How Can the US Manage a Rising China?

The United States needs to rethink how it approaches international order.

How Can the US Manage a Rising China?
Credit: Flickr/ futureatlas.com

Having established that the rise of China is quite likely to continue, and that China is quite likely to seek to modify the existing institutional structure of global politics, it’s now worth thinking about how the United States can manage Chinese influence.

U.S. hegemony has lasted for roughly 73 years, if we date the creation of the current order to 1945. Prior to that, the United States had the world’s largest economy from some point in the late 19th century.
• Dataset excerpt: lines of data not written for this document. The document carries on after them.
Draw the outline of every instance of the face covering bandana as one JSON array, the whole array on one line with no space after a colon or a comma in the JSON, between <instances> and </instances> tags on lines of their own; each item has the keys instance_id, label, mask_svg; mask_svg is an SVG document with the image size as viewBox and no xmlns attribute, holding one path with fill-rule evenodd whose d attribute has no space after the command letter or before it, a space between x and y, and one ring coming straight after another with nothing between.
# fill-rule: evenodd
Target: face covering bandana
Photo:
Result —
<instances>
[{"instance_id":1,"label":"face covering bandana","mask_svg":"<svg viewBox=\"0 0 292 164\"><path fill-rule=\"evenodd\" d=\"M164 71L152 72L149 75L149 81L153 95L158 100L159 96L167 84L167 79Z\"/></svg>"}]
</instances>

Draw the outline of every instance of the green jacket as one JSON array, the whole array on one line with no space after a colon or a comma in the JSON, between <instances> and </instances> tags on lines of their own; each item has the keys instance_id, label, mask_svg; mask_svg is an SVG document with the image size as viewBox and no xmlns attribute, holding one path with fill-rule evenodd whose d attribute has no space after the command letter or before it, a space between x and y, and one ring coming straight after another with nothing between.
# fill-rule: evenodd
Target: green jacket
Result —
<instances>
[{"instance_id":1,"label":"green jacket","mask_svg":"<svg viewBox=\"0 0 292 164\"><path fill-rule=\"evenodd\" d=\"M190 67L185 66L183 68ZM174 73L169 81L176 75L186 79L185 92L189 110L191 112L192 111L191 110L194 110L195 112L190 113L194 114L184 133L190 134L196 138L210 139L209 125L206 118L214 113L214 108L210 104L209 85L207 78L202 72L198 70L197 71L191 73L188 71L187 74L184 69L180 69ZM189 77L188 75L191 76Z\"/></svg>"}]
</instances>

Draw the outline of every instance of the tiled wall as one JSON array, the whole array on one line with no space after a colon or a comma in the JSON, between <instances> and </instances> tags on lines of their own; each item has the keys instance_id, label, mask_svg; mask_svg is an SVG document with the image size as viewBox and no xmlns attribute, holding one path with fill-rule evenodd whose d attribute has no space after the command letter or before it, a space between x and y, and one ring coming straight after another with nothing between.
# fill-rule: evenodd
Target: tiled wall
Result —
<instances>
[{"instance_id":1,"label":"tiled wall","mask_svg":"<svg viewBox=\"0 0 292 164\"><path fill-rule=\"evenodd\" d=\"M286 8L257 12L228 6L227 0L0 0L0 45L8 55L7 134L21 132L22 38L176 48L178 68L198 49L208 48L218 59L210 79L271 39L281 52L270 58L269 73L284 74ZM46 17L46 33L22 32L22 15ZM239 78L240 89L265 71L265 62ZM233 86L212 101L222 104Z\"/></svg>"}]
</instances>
The U.S. did not become the world’s pre-eminent military power until perhaps 1943, and did not take a leading role in international institutions (such that they were) prior to 1945.
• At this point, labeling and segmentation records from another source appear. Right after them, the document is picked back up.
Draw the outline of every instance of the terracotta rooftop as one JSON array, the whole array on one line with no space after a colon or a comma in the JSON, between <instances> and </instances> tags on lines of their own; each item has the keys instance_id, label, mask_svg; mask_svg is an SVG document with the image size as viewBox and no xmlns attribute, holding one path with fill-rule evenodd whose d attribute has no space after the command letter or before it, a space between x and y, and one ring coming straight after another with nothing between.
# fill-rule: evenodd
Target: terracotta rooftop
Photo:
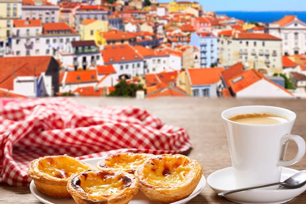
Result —
<instances>
[{"instance_id":1,"label":"terracotta rooftop","mask_svg":"<svg viewBox=\"0 0 306 204\"><path fill-rule=\"evenodd\" d=\"M139 61L143 58L128 44L106 45L101 51L105 63Z\"/></svg>"},{"instance_id":2,"label":"terracotta rooftop","mask_svg":"<svg viewBox=\"0 0 306 204\"><path fill-rule=\"evenodd\" d=\"M97 82L97 71L94 70L70 71L66 72L65 84Z\"/></svg>"},{"instance_id":3,"label":"terracotta rooftop","mask_svg":"<svg viewBox=\"0 0 306 204\"><path fill-rule=\"evenodd\" d=\"M41 20L13 20L14 28L24 27L41 27Z\"/></svg>"},{"instance_id":4,"label":"terracotta rooftop","mask_svg":"<svg viewBox=\"0 0 306 204\"><path fill-rule=\"evenodd\" d=\"M51 56L27 56L0 58L0 88L13 90L17 76L39 77L49 66Z\"/></svg>"},{"instance_id":5,"label":"terracotta rooftop","mask_svg":"<svg viewBox=\"0 0 306 204\"><path fill-rule=\"evenodd\" d=\"M295 67L297 64L291 60L288 56L283 56L283 67Z\"/></svg>"},{"instance_id":6,"label":"terracotta rooftop","mask_svg":"<svg viewBox=\"0 0 306 204\"><path fill-rule=\"evenodd\" d=\"M219 82L220 80L220 73L223 70L222 67L206 69L189 68L187 71L192 85L202 85Z\"/></svg>"},{"instance_id":7,"label":"terracotta rooftop","mask_svg":"<svg viewBox=\"0 0 306 204\"><path fill-rule=\"evenodd\" d=\"M243 73L243 65L240 62L237 62L228 68L221 72L222 77L225 82L227 87L230 86L229 80Z\"/></svg>"},{"instance_id":8,"label":"terracotta rooftop","mask_svg":"<svg viewBox=\"0 0 306 204\"><path fill-rule=\"evenodd\" d=\"M111 64L107 65L97 65L98 74L106 74L108 73L116 73L114 66Z\"/></svg>"},{"instance_id":9,"label":"terracotta rooftop","mask_svg":"<svg viewBox=\"0 0 306 204\"><path fill-rule=\"evenodd\" d=\"M290 72L290 74L292 75L293 79L296 81L306 81L306 75L305 74L294 71Z\"/></svg>"}]
</instances>

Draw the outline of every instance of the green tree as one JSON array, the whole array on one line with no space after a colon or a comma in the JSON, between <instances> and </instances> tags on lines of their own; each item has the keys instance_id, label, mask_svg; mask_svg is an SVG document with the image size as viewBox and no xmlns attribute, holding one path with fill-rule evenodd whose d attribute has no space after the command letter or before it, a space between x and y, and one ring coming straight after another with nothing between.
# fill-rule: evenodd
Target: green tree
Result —
<instances>
[{"instance_id":1,"label":"green tree","mask_svg":"<svg viewBox=\"0 0 306 204\"><path fill-rule=\"evenodd\" d=\"M145 0L144 1L144 6L151 6L151 2L150 1L150 0Z\"/></svg>"},{"instance_id":2,"label":"green tree","mask_svg":"<svg viewBox=\"0 0 306 204\"><path fill-rule=\"evenodd\" d=\"M142 85L136 85L133 83L129 85L125 80L121 80L115 86L115 90L112 91L109 96L136 97L136 92L139 90L143 90Z\"/></svg>"},{"instance_id":3,"label":"green tree","mask_svg":"<svg viewBox=\"0 0 306 204\"><path fill-rule=\"evenodd\" d=\"M283 73L278 74L277 73L274 73L273 74L273 75L274 76L279 76L284 78L284 79L285 80L285 88L286 88L287 89L295 90L295 86L294 86L294 85L293 85L293 84L292 84L292 83L291 82L290 80L289 79L285 74L284 74Z\"/></svg>"}]
</instances>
As the U.S. example suggests, military and economic power do not transmit unproblematically into diplomatic influence. Geographic and political isolation helped make the U.S. a bystander in some of the formative moments of the global international order. And crucially, some states maintained a strong institutional influence even after their moments of military and economic primacy had passed.

The United Kingdom offers some useful comparison; the UK remained a pre-eminent military power until 1945, and a crucial diplomatic player for some time after. The U.S.-UK economic relationship was also similar in some ways to the U.S.-China relationship in terms of trade and investment.

However, while the U.S. and the UK had important differences in perspective, they shared a language and many elements of political culture. London and Washington also faced common enemies in 1917, 1941, and after World War II. It would be excessively optimistic to expect a Beijing-Washington relationship to develop along the same line as the U.S.-British alliance in the 20th century. More likely, U.S.-China relations will see acrimonious competition over several pillars of the emerging international order.

Looking ahead, it is hard to see the United States falling behind many countries other than China and, perhaps, India; the EU already exceeds U.S. GDP, but its future as a foreign policy making institution remains in some doubt. And yet the UK, the EU, Japan, China, and others have played a significant, if not leading, role in the institutionalization of the liberal international order over the past six decades. This suggests that even if China, India, and the EU surpass the U.S. as engines of the global economy, the U.S. will retain significant influence over the structure of international society.

The question then becomes what to do with that influence. One part of the answer lays in institutionalization. Tightening the constraints imposed by multilateral institutions has long been a strategy for managing relative decline; it locks in particular arrangements negotiated from a position of strength. But deeper institutionalization seems to be a bad bet given the rising, transnational populist wave, and in any case every institution that can be made is one that can be broken.

A second part involves recognition of and full accounting with the growing power of China. The United States will not long be able to dictate terms at China’s 12-mile limit, regardless of the number of FONOPs it sails or the lethality of its stealth fighters. This hardly means that Washington needs to concede every element of China’s foreign policy program, but it does suggest that the U.S. needs to consider a posture of strategic modesty. This sounds easy, but the U.S. foreign policy establishment is allergic to thinking about an American role not built upon a foundation of hegemony.

Either way, the United States needs to rethink how it approaches international order; for the first time since the 19th century, it will soon face a situation in which it cannot assume even a “first among equals” position in determining the nature of the international order. This need not be a disaster, but it does require careful strategic thought as to how to bring means and ends together.